La France est active dans le soutien militaire à l'Ukraine, mais nous devons déjà penser à préparer la paix et donc la reconstruction de ce pays meurtri, à laquelle notre pays, avec l'Union européenne, devra participer. Vous l'avez dit, madame la Première ministre : ce sujet n'est en rien prématuré. Le processus de reconstruction devra être inclusif et intégrer la société civile, les mouvements sociaux et les syndicats ukrainiens, avec lesquels j'échangeais il y a quelques jours par visioconférence. Ce processus devra naturellement tenir compte des dimensions sociale et écologique, au moment où la situation autour de la centrale de Zaporijjia fait courir le risque d'une nouvelle catastrophe nucléaire.
Puisque nous sommes invités, à l'occasion de ce débat, à nous interroger sur les conséquences du conflit pour notre pays, est-il besoin d'en rappeler les répercussions sur notre sol et ce qu'il nous impose ? La crise énergétique que nous connaissons aura un fort impact sur nos concitoyennes et nos concitoyens cet hiver. Pourtant, organiser la sobriété énergétique, rénover les passoires énergétiques, investir massivement dans les énergies renouvelables, l'urgence climatique nous impose tout cela depuis bien avant ce conflit tragique et à notre sens, les gouvernements précédents n'ont hélas jamais su prendre la pleine mesure de la situation. Nous espérons que cette fois-ci, les actes seront au rendez-vous ; la représentation nationale aura très prochainement l'occasion d'y veiller.
Nous interroger sur les conséquences du conflit, c'est également prendre la mesure d'un danger qui pose la question de la gestion diplomatique française et européenne de cette crise – question qu'a également évoquée Jean-Paul Lecoq. Nous n'en sommes pas encore au « choc des civilisations » de Huntington, mais lorsqu'en Afrique on s'en prend à la France et qu'on glorifie la Russie, et lorsqu'en Amérique latine on en vient, au nom de l'anti-impérialisme américain, à soutenir Poutine contre l'agresseur américain et l'Otan, j'y vois un motif d'inquiétude profonde, notamment pour celles et ceux qui ont forgé leur engagement politique autour des luttes anti-impérialistes en Amérique latine. Pour certains en Afrique, en Amérique latine et au Moyen-Orient, le dictateur impérialiste Poutine serait devenu le héros d'un nouveau mouvement des non-alignés. Comment n'avons-nous pas pu empêcher cela ?

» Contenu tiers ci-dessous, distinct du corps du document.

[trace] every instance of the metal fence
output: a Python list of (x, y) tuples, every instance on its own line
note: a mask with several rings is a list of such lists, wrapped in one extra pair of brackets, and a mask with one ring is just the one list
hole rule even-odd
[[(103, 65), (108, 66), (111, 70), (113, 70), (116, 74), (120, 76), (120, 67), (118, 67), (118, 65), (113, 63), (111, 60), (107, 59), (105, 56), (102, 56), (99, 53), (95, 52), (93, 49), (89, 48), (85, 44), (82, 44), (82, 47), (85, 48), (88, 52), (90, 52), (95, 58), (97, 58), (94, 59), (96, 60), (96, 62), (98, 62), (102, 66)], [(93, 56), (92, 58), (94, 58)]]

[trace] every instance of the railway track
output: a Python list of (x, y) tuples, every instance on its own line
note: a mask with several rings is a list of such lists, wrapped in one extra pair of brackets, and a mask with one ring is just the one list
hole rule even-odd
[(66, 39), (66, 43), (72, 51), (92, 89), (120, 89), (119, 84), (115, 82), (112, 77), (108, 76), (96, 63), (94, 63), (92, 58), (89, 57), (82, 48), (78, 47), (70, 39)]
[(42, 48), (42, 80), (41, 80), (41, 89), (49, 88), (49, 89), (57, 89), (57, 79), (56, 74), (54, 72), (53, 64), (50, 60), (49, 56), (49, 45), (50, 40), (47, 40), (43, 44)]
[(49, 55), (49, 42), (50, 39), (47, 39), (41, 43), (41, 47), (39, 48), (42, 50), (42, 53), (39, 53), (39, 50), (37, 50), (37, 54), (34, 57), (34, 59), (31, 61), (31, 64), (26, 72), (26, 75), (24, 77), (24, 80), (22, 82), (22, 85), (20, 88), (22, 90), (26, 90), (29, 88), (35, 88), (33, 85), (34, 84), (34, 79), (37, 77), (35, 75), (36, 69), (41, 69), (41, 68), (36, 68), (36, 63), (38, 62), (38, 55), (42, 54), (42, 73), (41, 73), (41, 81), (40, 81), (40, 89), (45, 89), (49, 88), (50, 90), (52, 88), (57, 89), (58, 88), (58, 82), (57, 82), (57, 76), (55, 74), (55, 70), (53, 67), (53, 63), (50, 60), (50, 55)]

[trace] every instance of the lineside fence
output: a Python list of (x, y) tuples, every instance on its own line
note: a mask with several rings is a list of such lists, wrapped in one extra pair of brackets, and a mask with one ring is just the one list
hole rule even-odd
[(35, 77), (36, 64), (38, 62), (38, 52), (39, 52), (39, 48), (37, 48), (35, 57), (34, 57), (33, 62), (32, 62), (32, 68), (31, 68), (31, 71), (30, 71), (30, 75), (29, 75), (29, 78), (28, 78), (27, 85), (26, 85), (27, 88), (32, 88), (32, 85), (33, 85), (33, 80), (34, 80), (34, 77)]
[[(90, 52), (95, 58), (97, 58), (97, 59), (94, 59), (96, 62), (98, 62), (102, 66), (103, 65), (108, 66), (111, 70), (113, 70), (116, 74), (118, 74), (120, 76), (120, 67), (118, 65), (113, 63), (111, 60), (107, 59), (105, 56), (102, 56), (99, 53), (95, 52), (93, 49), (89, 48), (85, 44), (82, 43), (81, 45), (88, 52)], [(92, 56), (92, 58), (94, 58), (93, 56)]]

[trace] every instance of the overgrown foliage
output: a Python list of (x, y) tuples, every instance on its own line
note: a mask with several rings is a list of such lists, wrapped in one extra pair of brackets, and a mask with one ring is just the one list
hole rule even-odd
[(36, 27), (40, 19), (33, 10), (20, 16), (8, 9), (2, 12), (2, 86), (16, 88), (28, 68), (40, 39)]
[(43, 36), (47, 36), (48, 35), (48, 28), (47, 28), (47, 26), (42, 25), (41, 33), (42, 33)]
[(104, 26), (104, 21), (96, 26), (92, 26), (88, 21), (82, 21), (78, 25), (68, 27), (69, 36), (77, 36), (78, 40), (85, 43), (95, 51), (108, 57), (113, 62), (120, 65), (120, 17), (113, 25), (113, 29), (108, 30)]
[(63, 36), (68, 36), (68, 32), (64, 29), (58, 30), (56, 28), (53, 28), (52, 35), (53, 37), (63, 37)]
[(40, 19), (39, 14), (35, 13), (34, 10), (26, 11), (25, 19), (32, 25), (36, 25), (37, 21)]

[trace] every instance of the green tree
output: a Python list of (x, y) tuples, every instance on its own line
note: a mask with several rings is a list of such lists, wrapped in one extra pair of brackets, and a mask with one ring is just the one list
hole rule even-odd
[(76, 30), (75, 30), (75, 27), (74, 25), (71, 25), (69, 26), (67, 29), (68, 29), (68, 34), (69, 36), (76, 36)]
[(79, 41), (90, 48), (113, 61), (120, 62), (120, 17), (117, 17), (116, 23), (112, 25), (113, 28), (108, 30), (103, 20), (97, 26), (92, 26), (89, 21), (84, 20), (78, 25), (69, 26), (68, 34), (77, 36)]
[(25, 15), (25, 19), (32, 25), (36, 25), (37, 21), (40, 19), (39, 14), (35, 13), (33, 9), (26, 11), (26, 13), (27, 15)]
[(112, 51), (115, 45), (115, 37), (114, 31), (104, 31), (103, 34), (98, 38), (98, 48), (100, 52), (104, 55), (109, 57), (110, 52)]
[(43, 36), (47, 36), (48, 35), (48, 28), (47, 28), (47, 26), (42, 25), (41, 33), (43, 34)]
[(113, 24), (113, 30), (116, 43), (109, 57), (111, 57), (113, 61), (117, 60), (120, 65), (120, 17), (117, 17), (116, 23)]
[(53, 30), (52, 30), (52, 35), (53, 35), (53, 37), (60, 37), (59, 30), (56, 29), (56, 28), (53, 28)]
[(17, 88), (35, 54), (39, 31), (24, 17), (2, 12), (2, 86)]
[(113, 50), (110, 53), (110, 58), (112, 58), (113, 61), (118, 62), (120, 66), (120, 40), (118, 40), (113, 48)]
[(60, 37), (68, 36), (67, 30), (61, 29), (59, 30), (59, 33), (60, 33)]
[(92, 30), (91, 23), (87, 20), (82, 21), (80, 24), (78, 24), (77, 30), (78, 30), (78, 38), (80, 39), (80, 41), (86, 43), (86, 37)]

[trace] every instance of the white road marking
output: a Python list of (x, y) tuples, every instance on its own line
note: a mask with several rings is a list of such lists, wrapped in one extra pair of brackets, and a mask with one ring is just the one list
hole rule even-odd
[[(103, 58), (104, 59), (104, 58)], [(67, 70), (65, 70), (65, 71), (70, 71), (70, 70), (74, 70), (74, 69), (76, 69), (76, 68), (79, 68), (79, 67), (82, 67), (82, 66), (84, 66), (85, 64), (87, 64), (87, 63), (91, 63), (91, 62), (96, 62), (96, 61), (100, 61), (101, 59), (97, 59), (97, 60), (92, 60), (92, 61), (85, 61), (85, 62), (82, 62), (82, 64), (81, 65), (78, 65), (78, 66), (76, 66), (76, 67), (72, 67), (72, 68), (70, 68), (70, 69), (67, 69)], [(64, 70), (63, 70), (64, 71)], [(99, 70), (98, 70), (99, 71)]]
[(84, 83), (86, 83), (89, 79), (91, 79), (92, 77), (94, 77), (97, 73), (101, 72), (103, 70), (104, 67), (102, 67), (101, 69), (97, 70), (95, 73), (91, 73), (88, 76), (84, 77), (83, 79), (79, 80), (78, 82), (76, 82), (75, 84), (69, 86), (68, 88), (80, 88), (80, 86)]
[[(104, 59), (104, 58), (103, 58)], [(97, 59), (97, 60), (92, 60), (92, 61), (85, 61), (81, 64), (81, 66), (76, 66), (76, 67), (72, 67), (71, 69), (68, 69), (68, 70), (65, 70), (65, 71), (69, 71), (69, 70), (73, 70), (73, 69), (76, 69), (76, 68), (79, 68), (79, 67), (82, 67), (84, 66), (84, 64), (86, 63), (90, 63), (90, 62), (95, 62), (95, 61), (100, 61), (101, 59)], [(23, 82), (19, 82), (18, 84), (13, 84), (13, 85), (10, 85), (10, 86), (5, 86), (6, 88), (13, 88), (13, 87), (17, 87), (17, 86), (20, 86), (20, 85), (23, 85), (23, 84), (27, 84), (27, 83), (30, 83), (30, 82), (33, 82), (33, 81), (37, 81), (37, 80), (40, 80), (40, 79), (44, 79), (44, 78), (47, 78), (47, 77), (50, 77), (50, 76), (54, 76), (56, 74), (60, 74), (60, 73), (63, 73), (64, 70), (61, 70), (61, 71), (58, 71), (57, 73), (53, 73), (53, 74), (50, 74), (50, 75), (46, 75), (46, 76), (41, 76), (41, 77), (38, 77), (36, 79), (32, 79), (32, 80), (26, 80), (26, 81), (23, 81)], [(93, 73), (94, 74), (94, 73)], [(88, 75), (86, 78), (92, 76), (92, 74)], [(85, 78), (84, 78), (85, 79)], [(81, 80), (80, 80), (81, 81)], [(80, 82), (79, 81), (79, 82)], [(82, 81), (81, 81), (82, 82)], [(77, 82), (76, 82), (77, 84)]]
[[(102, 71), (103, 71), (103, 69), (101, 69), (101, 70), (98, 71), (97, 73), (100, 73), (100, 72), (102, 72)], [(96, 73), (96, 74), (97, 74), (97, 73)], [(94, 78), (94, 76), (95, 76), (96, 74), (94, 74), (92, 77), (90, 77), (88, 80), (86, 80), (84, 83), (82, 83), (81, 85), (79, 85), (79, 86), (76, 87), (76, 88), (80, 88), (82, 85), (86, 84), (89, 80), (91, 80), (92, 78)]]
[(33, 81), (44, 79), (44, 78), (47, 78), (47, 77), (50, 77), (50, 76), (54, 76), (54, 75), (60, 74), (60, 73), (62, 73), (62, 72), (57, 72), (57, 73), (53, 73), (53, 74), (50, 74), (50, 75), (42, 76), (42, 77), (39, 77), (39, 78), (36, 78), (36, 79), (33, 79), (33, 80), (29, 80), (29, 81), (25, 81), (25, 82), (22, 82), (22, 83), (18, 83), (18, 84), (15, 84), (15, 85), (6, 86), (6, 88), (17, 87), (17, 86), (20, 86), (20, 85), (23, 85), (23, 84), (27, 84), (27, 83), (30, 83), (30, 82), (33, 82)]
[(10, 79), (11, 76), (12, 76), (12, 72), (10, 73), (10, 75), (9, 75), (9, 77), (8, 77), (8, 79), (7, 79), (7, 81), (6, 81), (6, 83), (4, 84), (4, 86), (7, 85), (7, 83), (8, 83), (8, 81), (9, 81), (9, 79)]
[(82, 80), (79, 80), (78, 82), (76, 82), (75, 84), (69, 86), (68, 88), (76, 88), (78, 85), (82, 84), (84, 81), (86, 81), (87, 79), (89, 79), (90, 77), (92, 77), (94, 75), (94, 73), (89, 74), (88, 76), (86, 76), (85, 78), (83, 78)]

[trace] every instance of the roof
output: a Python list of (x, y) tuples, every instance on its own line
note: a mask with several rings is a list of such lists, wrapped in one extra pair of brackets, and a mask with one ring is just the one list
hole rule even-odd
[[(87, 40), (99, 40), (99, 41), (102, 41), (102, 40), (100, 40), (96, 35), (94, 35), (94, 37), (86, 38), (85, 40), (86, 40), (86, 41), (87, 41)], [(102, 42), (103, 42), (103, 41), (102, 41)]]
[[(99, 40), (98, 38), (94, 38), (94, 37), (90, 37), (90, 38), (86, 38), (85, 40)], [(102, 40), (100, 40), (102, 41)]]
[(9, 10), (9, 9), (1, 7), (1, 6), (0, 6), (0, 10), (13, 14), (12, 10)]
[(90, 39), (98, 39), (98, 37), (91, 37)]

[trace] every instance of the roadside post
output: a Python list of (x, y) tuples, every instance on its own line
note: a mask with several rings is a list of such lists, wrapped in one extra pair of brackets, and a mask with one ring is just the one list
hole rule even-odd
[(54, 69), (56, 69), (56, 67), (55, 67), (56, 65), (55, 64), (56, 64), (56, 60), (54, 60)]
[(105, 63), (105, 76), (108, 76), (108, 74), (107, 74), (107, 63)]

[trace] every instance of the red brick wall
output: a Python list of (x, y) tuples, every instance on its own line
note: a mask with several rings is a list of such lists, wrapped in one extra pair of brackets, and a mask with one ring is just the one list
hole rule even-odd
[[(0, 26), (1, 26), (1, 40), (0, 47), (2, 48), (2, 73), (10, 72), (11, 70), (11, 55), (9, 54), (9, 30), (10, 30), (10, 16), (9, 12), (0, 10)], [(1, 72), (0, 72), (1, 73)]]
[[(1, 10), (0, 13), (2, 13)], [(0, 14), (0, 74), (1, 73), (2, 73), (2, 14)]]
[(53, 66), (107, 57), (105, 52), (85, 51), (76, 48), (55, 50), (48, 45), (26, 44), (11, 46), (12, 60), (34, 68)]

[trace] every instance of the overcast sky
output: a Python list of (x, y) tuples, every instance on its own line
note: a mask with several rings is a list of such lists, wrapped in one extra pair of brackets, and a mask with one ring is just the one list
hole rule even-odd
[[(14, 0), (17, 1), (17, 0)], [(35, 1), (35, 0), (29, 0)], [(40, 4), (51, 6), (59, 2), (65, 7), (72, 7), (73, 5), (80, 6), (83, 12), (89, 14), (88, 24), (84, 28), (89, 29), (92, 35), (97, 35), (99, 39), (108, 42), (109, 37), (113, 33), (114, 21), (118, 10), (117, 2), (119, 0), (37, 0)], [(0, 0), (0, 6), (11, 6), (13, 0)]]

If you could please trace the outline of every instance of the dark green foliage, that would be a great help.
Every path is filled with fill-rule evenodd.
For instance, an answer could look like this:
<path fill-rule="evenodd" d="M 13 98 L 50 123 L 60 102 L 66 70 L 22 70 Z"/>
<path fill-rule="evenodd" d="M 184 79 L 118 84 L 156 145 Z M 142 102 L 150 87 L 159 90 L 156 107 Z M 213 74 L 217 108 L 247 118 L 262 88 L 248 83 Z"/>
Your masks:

Ce risque nous incite aussi à nous interroger sur notre diplomatie. Il ne doit évidemment rien enlever – bien au contraire – à notre détermination à soutenir l'Ukraine, aujourd'hui comme demain, mais il nous impose de convaincre partout de qui est l'agresseur et de qui est l'agressé. Il faut donc pratiquer une diplomatie exemplaire – mais nous aurons d'autres occasions d'avoir ce débat, madame la ministre des affaires étrangères.
S'il existe un impérialisme, c'est bien celui du régime russe. C'est bien la Russie impérialiste et dictatoriale qui s'en est prise à un pays démocratique, qui tente d'annexer l'Est de l'Ukraine comme la Crimée en 2014, et qui envoie sa milice Wagner, composée de repris de justice, en Ukraine comme en Afrique ou au Proche-Orient, pour soutenir des dictatures comme celle de Bachar al-Assad.
À l'heure où Vladimir Poutine et son allié tchétchène Ramzan Kadyrov agitent la menace nucléaire, la priorité absolue réside dans la désescalade. Plus que jamais, les défenseurs de la démocratie doivent continuer d'afficher leur unité pour s'opposer à la spirale de la guerre et de l'impérialisme.